Im frühneuzeitl. Europa bestand weitgehend Konsens, dass die Monarchie und die Aristokratie die ideale Art einer Regierung darstellen. Dementsprechend stösst man in den Berichten ausländ. Reisender und Botschafter häufig auf negative Urteile über die polit. Verhältnisse, die in den Länderorten und in Graubünden herrschten. Sie galten gemeinhin als anarchisch, als Pöbelherrschaften. Diese Sehweise muss im Kontext der weithin anerkannten Dreiständelehre erklärt werden (Ständische Gesellschaft). Danach war die Ausübung der souveränen Gewalt ausschliesslich Männern adliger Herkunft vorbehalten, während der gemeine Mann und der Klerus von polit. Entscheiden, welche die Souveränität berührten, per definitionem ausgeschlossen wurden. Aus diesem Grund sind die frühneuzeitl. D.n Graubündens und der Landsgemeindeorte als ein "Gegenmodell" zum feudal geprägten Europa interpretiert worden (Blickle). Eine derartige Einordnung unterschätzt jedoch die grundlegenden Unterschiede zwischen vormodernem und modernem Demokratiekonzept. Während die moderne Auffassung das Recht auf polit. Partizipation naturrechtlich begründet und dieses Recht prinzipiell jedem Individuum kraft seiner natürlichen Eigenschaft als Mensch zubilligt, betrachtet die frühneuzeitl. Auffassung die D. als ein Privileg, als eine besondere Freiheit, die ein bestimmtes polit. Kollektiv durch eigene Leistungen erworben hat und an seine Mitglieder weitervererbt.

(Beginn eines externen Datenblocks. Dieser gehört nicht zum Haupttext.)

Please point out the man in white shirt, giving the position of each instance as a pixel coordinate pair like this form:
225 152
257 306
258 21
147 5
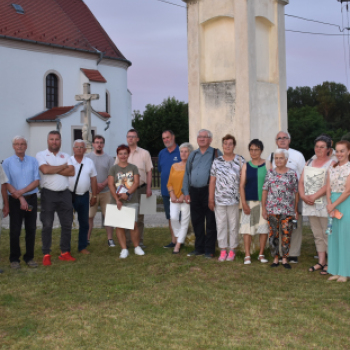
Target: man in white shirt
142 159
4 202
79 184
55 168
296 161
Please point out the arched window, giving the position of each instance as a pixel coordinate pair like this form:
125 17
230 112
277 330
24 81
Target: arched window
51 91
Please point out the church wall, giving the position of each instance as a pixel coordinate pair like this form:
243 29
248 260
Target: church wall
22 93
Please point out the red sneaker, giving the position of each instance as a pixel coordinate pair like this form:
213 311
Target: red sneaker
66 257
47 260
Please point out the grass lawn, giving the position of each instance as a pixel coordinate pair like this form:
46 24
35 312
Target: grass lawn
161 301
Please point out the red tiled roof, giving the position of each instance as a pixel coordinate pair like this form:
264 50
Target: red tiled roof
104 114
68 23
51 114
94 75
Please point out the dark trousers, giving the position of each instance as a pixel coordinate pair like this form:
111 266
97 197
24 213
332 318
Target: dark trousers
81 205
16 219
202 216
61 202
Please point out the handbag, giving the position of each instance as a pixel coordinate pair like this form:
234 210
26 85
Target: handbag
76 183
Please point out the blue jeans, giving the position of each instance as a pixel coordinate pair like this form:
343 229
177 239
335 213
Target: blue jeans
81 205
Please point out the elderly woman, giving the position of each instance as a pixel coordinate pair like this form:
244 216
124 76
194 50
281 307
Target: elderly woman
312 190
338 192
252 180
224 197
279 205
123 181
178 206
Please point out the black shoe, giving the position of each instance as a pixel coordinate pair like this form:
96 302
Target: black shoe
170 245
195 253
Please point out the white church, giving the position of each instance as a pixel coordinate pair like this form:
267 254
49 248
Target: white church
48 50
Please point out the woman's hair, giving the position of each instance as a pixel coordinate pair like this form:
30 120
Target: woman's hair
257 143
324 138
187 145
347 144
284 151
229 137
123 147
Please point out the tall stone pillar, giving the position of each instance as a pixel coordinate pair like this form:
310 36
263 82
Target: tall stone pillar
237 70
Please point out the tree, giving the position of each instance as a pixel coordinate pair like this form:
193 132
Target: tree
170 114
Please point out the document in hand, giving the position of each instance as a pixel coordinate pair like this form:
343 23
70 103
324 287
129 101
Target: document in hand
148 205
123 218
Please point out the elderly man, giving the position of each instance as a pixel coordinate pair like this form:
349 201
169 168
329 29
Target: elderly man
296 161
166 158
79 184
142 159
55 168
195 188
4 204
103 162
23 174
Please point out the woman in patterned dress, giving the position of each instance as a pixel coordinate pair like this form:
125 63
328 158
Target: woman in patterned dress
224 197
313 192
252 222
338 192
279 205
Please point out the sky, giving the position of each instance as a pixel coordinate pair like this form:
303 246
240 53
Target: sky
153 36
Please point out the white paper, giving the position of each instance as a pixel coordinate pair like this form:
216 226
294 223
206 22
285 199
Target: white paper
148 205
123 218
314 179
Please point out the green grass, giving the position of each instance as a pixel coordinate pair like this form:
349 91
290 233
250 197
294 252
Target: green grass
161 301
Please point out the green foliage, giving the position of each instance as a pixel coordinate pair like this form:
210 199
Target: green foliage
325 108
171 114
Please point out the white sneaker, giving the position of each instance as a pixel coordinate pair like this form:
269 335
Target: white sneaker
111 243
138 251
124 254
262 259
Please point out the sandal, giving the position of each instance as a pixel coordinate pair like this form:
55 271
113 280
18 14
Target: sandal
324 272
312 268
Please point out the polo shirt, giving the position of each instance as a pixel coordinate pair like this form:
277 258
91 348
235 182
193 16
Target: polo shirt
296 161
165 160
53 182
3 180
142 159
21 173
88 171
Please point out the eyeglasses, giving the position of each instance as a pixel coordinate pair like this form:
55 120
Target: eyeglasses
282 138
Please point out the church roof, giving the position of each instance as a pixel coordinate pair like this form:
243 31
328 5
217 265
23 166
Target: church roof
94 75
67 24
51 115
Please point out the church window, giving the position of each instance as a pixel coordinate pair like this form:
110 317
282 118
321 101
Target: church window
51 91
18 8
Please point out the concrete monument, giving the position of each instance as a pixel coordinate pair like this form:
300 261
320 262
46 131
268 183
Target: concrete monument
237 70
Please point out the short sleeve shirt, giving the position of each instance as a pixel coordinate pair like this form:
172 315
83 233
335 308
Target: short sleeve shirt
53 182
227 175
124 176
281 190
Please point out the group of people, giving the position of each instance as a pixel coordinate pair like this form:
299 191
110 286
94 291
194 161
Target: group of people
207 186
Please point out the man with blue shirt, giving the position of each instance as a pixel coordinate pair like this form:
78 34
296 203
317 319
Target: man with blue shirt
23 181
196 190
166 158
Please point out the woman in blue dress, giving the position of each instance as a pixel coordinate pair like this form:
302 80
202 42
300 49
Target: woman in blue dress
338 192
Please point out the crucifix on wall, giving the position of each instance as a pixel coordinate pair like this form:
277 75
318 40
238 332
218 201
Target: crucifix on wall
87 97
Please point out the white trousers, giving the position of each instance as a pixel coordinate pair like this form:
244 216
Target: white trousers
180 227
227 222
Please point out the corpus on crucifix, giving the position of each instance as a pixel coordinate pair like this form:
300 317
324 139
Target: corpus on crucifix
87 97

In Graubünden und in der Alten Eidgenossenschaft kursierten in der frühen Neuzeit strukturell ähnlich aufgebaute Geschichten, die den Erwerb dieses Privilegs erzählten, historisch erklärten und rechtfertigten. Entweder wurde die demokrat. Freiheit als Ausfluss feudaler Herrschafts- und Rechtstitel erklärt, welche die Väter vor langer Zeit durch Kauf oder Schenkung legal von adligen Herren erlangt hätten, oder als Ergebnis einer hist. Befreiungstat dargestellt. Weil die feudale Herrschaft - so der Grundgedanke sowohl der eidg. wie der bündnerischen Version der Befreiungstradition - zur Tyrannei entartet sei, habe der gemeine Mann die Adligen mit Waffengewalt vertrieben, als Kollektiv deren Rechtsnachfolge angetreten und sich fortan selbst verwaltet und regiert. Mit diesem vormodernen Konzept der D. als hist. Privileg lässt sich zugleich der aus moderner Sicht widersprüchl. Sachverhalt erklären, dass die demokrat. Rechte in der frühen Neuzeit nicht prinzipiell allen Menschen zugestanden wurden und es möglich war, dass die D.n Graubündens und der Landsgemeindeorte eigene Untertanen beherrschten, die man genau gleich wie Könige oder adlige Feudalherren regierte und wirtschaftlich ausnutzte. Die vormoderne Auffassung der demokrat. Freiheit als historisches Privileg schloss stets die Freiheit ein, anderen Menschen dieses Privileg zu verwehren, wenn nötig mit Waffengewalt, wie das im Tessin oder im Veltlin durch die Landsgemeindeorte bzw. die Bündner Gemeinden verschiedentlich geschehen ist (Ländliche Unruhen). So betrachtet stellte die vormoderne D. kein Gegenmodell zum feudalen Europa dar: Sie war mit dem vorherrschenden ständ.-feudalen Modell von Politik kompatibel und wesensverwandt. Damit ist gleichzeitig gesagt, dass sich die moderne schweiz. D. keineswegs organisch aus der vormodernen D. entwickelte, sondern ein Ergebnis von tief greifenden Brüchen und Umwälzungen, von Revolution und Bürgerkrieg darstellte, welche die Schweiz in der 1. Hälfte des 19. Jh. erlebte.